She reins up; though not to give her horse an opportunity of resting. She has halted, because of having reached the point where her excursion is to terminate.
There is an opening on one side of the road, of circular shape, and having a superficies of some two or three acres.
It is grass-covered and treeless—a prairie in petto.
It is surrounded by the chapparal forest—very different from the bottom timber out of which she has just emerged.
On all sides is the enclosing thicket of spinous plants, broken only by the embouchures of three paths, their triple openings scarce perceptible from the middle of the glade.
Near its centre she has pulled up, patting her horse upon the neck to keep him quiet.
It is not much needed. The scaling of the “cuesta” has done that for him. He has no inclination either to go on, or tramp impatiently in his place.

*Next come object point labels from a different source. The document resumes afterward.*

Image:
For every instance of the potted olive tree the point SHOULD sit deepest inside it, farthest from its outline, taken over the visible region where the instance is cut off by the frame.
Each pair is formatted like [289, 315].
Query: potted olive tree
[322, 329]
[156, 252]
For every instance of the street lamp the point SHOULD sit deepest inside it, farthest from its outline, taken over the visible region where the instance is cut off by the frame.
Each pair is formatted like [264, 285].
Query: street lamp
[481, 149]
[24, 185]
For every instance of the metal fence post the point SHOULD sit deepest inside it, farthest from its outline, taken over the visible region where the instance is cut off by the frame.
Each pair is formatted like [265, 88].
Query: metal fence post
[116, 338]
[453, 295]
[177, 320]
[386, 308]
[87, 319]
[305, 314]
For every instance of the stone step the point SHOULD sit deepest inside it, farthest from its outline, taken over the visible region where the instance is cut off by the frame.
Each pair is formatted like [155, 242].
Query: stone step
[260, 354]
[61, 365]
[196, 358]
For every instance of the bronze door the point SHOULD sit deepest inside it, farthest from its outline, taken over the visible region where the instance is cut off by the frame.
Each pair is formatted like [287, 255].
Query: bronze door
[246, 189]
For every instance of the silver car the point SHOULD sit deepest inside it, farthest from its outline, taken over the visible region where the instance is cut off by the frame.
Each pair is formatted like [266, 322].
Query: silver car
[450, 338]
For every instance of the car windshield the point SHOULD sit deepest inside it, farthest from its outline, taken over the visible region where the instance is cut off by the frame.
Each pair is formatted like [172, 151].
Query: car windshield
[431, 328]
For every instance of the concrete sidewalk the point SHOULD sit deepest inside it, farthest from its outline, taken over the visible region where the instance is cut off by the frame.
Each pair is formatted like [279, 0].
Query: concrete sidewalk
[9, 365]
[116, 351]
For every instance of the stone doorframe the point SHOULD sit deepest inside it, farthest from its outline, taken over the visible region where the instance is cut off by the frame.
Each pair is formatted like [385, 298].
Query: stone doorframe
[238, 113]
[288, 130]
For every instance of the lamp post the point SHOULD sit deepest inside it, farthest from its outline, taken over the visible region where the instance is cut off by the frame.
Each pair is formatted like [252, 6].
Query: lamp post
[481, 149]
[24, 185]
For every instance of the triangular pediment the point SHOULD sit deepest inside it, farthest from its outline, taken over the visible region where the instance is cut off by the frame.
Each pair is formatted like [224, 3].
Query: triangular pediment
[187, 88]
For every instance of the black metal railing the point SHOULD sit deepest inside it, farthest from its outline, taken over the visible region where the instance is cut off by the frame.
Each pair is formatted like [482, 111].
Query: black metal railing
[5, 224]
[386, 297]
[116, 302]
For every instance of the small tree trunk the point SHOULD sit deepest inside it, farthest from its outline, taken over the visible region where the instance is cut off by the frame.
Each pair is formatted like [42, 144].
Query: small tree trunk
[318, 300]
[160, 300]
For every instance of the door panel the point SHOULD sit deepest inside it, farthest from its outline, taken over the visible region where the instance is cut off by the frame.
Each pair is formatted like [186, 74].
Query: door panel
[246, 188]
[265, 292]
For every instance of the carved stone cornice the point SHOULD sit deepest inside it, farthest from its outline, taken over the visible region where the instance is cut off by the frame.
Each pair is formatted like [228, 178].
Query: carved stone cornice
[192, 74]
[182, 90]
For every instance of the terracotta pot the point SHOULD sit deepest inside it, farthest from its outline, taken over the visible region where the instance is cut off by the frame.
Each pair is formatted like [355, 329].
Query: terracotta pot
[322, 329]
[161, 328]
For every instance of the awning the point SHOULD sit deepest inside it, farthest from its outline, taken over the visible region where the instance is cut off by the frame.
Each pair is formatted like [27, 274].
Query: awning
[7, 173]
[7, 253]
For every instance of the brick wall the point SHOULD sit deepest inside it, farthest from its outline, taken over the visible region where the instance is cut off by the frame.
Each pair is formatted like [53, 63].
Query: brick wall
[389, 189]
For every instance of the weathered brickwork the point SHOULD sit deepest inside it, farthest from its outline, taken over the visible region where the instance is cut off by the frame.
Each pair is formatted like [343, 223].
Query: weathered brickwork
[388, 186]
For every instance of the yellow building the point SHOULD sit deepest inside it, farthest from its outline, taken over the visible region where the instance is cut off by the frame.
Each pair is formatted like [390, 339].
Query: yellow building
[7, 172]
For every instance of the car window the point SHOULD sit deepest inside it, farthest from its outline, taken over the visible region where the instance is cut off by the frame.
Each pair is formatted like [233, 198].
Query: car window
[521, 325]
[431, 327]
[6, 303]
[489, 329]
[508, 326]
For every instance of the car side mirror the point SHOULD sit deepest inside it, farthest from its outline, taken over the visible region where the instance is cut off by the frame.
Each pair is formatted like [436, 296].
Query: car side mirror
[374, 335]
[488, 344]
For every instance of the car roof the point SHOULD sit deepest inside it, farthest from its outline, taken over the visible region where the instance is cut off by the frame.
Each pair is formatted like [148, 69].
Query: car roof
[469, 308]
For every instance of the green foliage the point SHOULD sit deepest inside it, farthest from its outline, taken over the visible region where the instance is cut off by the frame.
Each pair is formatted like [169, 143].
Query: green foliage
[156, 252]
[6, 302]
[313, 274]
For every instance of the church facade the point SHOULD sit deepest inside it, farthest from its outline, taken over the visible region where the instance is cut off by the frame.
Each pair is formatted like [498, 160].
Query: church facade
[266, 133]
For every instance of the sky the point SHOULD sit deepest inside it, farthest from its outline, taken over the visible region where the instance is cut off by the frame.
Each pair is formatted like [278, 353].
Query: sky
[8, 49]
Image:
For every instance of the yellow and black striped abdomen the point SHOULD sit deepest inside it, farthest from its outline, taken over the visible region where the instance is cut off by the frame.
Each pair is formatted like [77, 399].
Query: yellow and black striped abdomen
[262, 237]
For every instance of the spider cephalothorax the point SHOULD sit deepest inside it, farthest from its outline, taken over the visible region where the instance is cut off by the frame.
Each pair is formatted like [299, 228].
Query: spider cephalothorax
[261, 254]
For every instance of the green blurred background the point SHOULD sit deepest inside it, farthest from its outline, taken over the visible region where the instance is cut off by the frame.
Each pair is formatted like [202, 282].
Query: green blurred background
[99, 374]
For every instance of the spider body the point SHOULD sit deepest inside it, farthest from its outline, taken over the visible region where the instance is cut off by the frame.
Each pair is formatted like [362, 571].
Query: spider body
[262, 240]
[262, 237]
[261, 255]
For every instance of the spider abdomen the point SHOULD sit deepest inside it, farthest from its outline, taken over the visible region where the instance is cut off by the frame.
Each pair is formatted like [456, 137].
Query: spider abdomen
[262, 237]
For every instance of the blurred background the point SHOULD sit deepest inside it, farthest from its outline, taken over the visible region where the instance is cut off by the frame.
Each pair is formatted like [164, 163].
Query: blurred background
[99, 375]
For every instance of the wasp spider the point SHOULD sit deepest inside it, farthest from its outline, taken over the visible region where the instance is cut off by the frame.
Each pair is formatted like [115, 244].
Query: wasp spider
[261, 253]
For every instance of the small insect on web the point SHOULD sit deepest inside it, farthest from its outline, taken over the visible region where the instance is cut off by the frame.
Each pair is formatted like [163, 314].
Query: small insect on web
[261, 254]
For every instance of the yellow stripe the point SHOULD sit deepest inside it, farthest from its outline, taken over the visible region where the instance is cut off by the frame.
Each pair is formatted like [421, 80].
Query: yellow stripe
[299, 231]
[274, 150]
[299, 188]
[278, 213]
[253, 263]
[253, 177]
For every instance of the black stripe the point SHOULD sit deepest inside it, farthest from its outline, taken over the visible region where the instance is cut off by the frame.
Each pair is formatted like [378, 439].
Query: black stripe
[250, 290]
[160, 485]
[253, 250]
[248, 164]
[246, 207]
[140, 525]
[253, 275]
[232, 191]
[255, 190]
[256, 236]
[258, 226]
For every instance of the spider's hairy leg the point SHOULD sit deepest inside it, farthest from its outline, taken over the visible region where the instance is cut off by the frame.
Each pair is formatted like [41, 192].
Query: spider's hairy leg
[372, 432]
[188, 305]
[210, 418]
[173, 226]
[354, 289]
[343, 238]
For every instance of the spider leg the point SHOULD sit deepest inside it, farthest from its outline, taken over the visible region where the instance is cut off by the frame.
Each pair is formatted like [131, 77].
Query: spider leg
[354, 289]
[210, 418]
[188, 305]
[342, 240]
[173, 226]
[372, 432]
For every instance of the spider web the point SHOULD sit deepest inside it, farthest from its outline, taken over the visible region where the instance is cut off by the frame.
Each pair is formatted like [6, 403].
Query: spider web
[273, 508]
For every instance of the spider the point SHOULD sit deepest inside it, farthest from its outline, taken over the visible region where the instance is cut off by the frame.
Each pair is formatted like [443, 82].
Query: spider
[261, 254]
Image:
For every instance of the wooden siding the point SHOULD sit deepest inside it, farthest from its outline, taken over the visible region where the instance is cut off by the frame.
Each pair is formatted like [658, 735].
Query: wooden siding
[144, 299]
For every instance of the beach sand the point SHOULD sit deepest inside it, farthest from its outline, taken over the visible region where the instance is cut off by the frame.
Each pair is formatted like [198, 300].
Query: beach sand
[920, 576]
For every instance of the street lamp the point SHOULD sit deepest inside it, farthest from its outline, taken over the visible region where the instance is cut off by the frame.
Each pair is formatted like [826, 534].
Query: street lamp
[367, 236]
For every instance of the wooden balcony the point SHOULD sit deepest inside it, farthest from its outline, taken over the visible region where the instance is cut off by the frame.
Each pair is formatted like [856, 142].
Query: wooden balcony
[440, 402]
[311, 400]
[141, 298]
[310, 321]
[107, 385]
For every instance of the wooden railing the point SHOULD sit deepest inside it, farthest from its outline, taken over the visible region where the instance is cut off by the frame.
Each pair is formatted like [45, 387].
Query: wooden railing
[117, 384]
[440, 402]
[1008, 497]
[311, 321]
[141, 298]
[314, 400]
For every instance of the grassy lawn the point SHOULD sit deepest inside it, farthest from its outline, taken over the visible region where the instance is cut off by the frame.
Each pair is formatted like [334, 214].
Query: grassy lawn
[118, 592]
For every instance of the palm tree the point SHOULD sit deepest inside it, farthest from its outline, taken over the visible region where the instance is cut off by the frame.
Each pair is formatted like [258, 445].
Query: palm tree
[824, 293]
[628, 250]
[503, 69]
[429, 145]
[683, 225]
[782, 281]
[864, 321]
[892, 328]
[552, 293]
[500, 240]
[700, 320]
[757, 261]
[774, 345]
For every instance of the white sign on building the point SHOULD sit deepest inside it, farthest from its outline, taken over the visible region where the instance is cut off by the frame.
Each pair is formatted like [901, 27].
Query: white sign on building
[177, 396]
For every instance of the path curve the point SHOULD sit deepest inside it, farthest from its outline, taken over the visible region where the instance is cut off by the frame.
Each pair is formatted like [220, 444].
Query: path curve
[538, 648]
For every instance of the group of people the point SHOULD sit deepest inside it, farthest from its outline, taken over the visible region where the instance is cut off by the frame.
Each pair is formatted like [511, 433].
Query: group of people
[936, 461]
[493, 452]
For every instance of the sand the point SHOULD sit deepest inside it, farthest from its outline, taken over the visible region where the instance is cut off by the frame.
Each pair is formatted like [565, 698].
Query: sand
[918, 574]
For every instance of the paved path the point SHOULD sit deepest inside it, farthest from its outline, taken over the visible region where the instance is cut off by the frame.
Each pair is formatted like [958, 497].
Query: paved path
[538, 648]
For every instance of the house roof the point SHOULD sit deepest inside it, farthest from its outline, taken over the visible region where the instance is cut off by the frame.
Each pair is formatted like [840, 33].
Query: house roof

“I am before the hour of appointment,” mutters she, drawing a gold watch from under her serape, “if, indeed, I should expect him at all. He may not come?
God grant that he be able!
“I am trembling!
Or is it the breathing of the horse?
Valga me Dios, no! ’Tis my own poor nerves!
“I never felt so before!
Is it fear?
I suppose it is.
“’Tis strange though—to fear the man I love—the only one I over have loved: for it could not have been love I had for Don Miguel.
A girl’s fancy.
Fortunate for me to have got cured of it!
Fortunate my discovering him to be a coward.
That disenchanted me—quite dispelled the romantic dream in which he was the foremost figure.
Thank my good stars, for the disenchantment; for now I hate him, now that I hear he has grown—Santissima! can it be true that he has become—a—a salteador?
“And yet I should have no fear of meeting him—not even in this lone spot!
“Ay de mi! Fearing the man I love, whom I believe to be of kind, noble nature—and having no dread of him I hate, and know to be cruel and remorseless! ’Tis strange—incomprehensible!
“No—there is nothing strange in it.
I tremble not from any thought of danger—only the danger of not being beloved.
That is why I now shiver in my saddle—why I have not had one night of tranquil sleep since my deliverance from those drunken savages.
“I have never told him of this; nor do I know how he may receive the confession.
It must, and shall be made.
I can endure the uncertainty no longer.
In preference I choose despair—death, if my hopes deceive me!
“Ha!
There is a hoof stroke!
A horse comes down the road!
It is his?
Yes.
I see glancing through the trees the bright hues of our national costume.
He delights to wear it.
No wonder; it so becomes him!
“Santa Virgin!
I’m under a serape, with a sombrero on my head.
He’ll mistake me for a man!
Off, ye ugly disguises, and let me seem what I am—a woman.”
Scarce quicker could be the transformation in a pantomime. The casting off the serape reveals a form that Hebe might have envied; the removal of the hat, a head that would have inspired the chisel of Canova!
A splendid picture is exhibited in that solitary glade; worthy of being framed, by its bordering of spinous trees, whose hirsute arms seem stretched out to protect it. A horse of symmetrical shape, half backed upon his haunches, with nostrils spread to the sky, and tail sweeping the ground; on his back one whose aspect and attitude suggest a commingling of grand, though somewhat incongruous ideas, uniting to form a picture, statuesque as beautiful. The pose of the rider is perfect. Half sitting in the saddle, half standing upon the stirrup, every undulation of her form is displayed—the limbs just enough relaxed to show that she is a woman.
Notwithstanding what she has said, on her face there is no fear—at least no sign to betray it.
There is no quivering lip—no blanching of the cheeks.
The expression is altogether different. It is a look of love—couched under a proud confidence, such as that with which the she-eagle awaits the wooing of her mate.
You may deem the picture overdrawn—perhaps pronounce it unfeminine.
And yet it is a copy from real life—true as I can remember it; and more than once had I the opportunity to fix it in my memory. The attitude is altered, and with the suddenness of a coup d’eclair; the change being caused by recognition of the horseman who comes galloping into the glade.
The shine of the gold-laced vestments had misled her.